"The Hazards of Love" vs. "Still Life"

Feb 14, 2015 18:56



You know, I enjoy the Decemberists’ album “The Hazards of Love.” Truly I do. But its ending is fucking awful. I’d always been somewhat bothered by it, but since I’ve had the pleasure of listening to Iron Maiden’s “Still Life,” it’s made me genuinely angry.

For those of you not in the know as to the plotlines we’re dealing with here…

“Still Life” is a song about a man who is driven slowly insane by ghosts he sees in his swimming pool. Eventually he snaps and drowns himself and one other person (it’s never specified who, though most people assume it’s a lover of some kind) in the swimming pool so they can be with the ghosts.

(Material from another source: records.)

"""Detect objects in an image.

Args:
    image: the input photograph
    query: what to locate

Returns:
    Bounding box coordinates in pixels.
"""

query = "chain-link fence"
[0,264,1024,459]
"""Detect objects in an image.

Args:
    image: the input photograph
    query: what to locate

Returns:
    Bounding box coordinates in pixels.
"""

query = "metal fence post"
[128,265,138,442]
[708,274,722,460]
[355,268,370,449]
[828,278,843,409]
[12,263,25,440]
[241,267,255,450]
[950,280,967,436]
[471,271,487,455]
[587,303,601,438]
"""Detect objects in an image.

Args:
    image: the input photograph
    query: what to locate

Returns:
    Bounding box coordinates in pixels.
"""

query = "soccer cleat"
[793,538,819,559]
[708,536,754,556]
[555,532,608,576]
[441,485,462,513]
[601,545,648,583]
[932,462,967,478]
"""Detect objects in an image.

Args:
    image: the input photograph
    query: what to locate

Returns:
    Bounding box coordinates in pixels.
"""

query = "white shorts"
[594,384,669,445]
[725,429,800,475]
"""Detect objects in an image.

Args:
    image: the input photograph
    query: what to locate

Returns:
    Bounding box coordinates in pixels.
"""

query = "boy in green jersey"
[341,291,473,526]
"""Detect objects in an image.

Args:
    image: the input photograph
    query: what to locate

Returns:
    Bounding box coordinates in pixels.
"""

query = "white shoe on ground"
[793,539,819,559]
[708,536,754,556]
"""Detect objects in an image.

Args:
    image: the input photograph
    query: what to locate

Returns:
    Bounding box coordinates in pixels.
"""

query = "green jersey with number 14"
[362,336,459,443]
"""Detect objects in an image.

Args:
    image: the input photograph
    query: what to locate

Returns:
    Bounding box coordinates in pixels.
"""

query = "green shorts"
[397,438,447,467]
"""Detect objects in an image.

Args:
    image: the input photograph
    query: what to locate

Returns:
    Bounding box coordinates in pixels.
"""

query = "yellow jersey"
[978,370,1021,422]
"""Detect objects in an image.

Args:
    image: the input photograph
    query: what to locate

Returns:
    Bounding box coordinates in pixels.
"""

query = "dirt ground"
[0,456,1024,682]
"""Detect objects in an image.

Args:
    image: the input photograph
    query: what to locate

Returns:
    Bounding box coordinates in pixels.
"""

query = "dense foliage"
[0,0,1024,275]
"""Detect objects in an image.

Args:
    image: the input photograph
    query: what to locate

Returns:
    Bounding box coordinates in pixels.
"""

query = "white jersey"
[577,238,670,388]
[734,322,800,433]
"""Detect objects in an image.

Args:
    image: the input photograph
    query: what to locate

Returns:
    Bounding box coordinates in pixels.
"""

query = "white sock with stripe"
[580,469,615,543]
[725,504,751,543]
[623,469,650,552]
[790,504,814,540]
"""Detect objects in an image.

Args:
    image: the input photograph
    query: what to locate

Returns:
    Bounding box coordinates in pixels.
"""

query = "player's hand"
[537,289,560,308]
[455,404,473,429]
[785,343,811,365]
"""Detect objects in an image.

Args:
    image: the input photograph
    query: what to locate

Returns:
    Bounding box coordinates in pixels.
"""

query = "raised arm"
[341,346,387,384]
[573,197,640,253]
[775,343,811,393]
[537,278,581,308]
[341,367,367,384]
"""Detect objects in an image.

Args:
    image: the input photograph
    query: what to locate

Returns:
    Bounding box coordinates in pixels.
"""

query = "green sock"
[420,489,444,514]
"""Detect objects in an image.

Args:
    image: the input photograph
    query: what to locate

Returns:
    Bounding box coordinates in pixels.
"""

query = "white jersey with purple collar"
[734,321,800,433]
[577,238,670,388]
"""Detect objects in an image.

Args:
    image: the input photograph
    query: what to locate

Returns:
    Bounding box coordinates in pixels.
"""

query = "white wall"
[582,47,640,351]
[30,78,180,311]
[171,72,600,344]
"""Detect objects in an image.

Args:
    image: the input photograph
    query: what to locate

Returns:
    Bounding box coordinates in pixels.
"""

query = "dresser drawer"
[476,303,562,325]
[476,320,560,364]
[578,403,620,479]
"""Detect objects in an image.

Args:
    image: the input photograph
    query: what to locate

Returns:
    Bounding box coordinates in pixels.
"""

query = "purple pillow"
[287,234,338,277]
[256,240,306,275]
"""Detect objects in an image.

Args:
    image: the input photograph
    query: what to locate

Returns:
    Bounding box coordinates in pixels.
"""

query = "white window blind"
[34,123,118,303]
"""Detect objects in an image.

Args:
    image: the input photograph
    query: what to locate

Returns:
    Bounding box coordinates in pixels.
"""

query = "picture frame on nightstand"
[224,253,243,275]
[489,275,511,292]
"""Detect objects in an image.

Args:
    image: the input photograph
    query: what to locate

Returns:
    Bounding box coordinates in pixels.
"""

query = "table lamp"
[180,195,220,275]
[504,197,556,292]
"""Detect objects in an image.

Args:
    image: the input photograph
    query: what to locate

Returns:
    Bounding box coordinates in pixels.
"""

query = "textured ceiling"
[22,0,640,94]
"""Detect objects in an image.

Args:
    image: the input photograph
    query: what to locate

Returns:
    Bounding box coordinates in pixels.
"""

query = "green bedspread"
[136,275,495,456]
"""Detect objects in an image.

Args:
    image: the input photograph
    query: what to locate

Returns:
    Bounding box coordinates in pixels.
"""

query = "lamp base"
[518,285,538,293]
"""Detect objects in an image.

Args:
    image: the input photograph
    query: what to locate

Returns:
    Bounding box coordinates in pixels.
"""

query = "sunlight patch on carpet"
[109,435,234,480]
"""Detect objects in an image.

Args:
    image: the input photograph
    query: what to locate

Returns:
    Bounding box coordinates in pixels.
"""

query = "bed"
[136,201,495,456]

“The Hazards of Love” is a rock opera/concept album. In it, a woman named Margaret falls in love with a boreal forest spirit (whose name is apparently William, though this isn’t specified anywhere in the songs). Eventually she becomes pregnant with his child, and when this can no longer be concealed, she runs away into the woods. Unfortunately for her, William’s adoptive mother, another forest spirit, doesn’t approve of their being together, and so she conspires with an evil rake to have her kidnapped and taken away to be abused in all and sundry ways. In order to rescue her, William must cross a river, and he gets safe passage by promising that if he ever comes back, he will drown in the river. In the end, he and Margaret decide to drown themselves in the river together to be free from the “hazards of love,” as it were.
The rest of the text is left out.